REDD+ fonctionne selon une structure décentralisée pilotée par les Parties à la CCNUCC, sans organe institutionnel autonome à Bonn. Les décisions sur le programme sont prises via la Conférence des Parties (COP), avec des orientations spécifiques adoptées aux COP13, 19, 24 et 26. Un groupe de travail technique (Subsidiary Body for Scientific and Technological Advice - SBSTA) supervise les méthodologies de suivi, vérification et rapportage (MRV). Le financement de REDD+ provient de multiples sources : fonds bilatéraux (Allemagne, Royaume-Uni, Norvège), Fonds vert pour le climat, Banque mondiale (Forest Carbon Partnership Facility et Forest Investment Program), avec un volume annuel estimé entre 1-3 milliards USD selon les années. La gouvernance reste déconcentrée : les pays implémentent leurs propres stratégies nationales dans le cadre de critères convenus, avec une flexibilité méthodologique au sein de normes communes.

Dossiers clés

  • Article 6 et marchés carbone — lien REDD+ aux mécanismes d’échange : Intégration de REDD+ dans l’Article 6 de l’Accord de Paris (mécanismes coopératifs de marché carbone). Les négociations 2024-2025 clarifient comment les crédits carbone forestiers peuvent être échangés entre pays, créant des flux financiers additionnels. Enjeu clé : définition de l’additivité, intégrité environnementale et risque de double-comptage.

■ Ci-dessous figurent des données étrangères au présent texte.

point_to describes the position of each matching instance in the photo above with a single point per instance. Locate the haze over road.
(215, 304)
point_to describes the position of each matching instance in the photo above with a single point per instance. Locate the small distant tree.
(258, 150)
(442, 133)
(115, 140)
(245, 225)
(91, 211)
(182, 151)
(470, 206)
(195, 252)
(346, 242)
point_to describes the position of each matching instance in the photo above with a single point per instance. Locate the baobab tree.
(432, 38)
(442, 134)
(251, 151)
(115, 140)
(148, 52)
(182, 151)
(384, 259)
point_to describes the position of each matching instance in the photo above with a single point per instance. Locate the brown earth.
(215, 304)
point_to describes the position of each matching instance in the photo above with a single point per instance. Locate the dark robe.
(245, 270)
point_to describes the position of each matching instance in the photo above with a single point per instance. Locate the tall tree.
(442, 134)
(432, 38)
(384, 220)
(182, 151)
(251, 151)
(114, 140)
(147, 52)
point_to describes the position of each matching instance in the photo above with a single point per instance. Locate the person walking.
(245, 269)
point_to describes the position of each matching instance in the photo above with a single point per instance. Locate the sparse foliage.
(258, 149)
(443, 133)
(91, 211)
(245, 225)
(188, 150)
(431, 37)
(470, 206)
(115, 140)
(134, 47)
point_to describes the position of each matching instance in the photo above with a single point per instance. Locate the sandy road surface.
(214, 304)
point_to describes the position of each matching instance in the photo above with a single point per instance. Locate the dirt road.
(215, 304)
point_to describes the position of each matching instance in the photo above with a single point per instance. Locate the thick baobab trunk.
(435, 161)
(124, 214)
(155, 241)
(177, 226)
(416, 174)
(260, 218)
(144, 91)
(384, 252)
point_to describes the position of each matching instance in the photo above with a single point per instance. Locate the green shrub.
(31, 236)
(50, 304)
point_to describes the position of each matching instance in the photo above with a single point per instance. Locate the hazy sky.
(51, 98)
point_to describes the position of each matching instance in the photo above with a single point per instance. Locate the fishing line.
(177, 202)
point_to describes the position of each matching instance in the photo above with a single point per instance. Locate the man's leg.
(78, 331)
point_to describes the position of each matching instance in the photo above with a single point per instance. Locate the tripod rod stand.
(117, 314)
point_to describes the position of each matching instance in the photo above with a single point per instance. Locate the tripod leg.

  • Financement climatique et architecture post-Glasgow : Mobilisation insuffisante des promesses de financement REDD+ (COP26, Glasgow 2021 : objectif 5 milliards USD atteint partiellement). Négociations 2024-2026 sur le financement pour la perte et les dégâts (Loss and Damage Fund) et son articulation avec REDD+ comme solution d’atténuation. Pression croissante des pays bénéficiaires pour augmenter l’accès direct aux fonds.
  • Safeguards et droits des peuples autochtones : Obligation de respecter les droits fonciers, cultures et consentement libre, informé et préalable (CLIP) des peuples autochtones gestionnaires de 80% des forêts mondiales. Débat 2024-2026 sur l’opérationnalisation des garanties sociales (safeguards information systems) et les mécanismes de dépôt de plaintes face aux violations.
  • Nature-based solutions et alignement avec biodiversité : Convergence croissante entre REDD+ et initiatives biodiversité (Cadre mondial pour la biodiversité, cibles 2030). Reconnaissance que la conservation forestière génère co-bénéfices en espèces menacées. Défi : harmoniser les critères de certification (VCS, GoldStandard, normes nationales) et éviter la fragmentation du marché.
  • Résistance et opérationnalisation dans les pays vulnérables : Difficultés d’implémentation dans les pays à capacité institutionnelle faible (Afrique de l’Ouest, Asie du Sud). Déploiement des systèmes MRV basés sur satellite et données géospatiales, formation des autorités nationales. Taux d’abandon de projets REDD+ élevé faute de financement durable et de gouvernance forestière solide.